Here we find ourselves, and here we will be for the foreseeable future.
All of that said, we are all dealing with this in different ways. Our children are at home.
We are at home. All day. Every. Single. Day.
And we are only a few weeks into what could go on for months.
Our employers, who are dealing with their own brand of stress, need us to continue to produce. For organizations that aren’t organized for telecommuting, this is a Herculean task.
There are meetings to discuss how to have meetings. Video conferences one after the other, and all the while, our children need us to console them, entertain, organize, teach, feed and launder them, while we hyper-vigilantly monitor every throat clearing, dry cough, or complaint about an ache or pain, fearing the worst.
So, in between the meal preparation and clean up, laundry that seems to grow exponentially, bleaching every surface, navigating bandwidth issues with a dozen devices, feeding and walking the dog, we are worried and tense. Worried. Tense. Stressed. Scared.
Yes, it is okay to say that you are scared. It is also okay to go to your bedroom, close your eyes, count to 100 and do some deep yoga breathing, or scream into a pillow. Our employers need us to stay well and our children need us to stay sane. This isn’t easy, and no amount of multi-tasking and checklist checking is going to make it easy.

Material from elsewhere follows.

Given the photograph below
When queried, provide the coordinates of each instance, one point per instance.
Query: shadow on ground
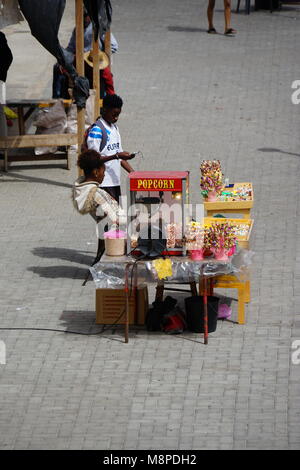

Accept good enough. Expect that your kids are actively absorbing your stress, and, as a result, they will act in new and unexpected ways. You may find them extra-argumentative, needy, or just plain anxious. This applies to children of all ages, not just the little ones. They lack the experience to understand what is happening or how to make sense of it. I’m 51 years old and I am at a loss on this one.
All we can do is hug them a little tighter, tell them you love them a little more often, and take care of ourselves and each other.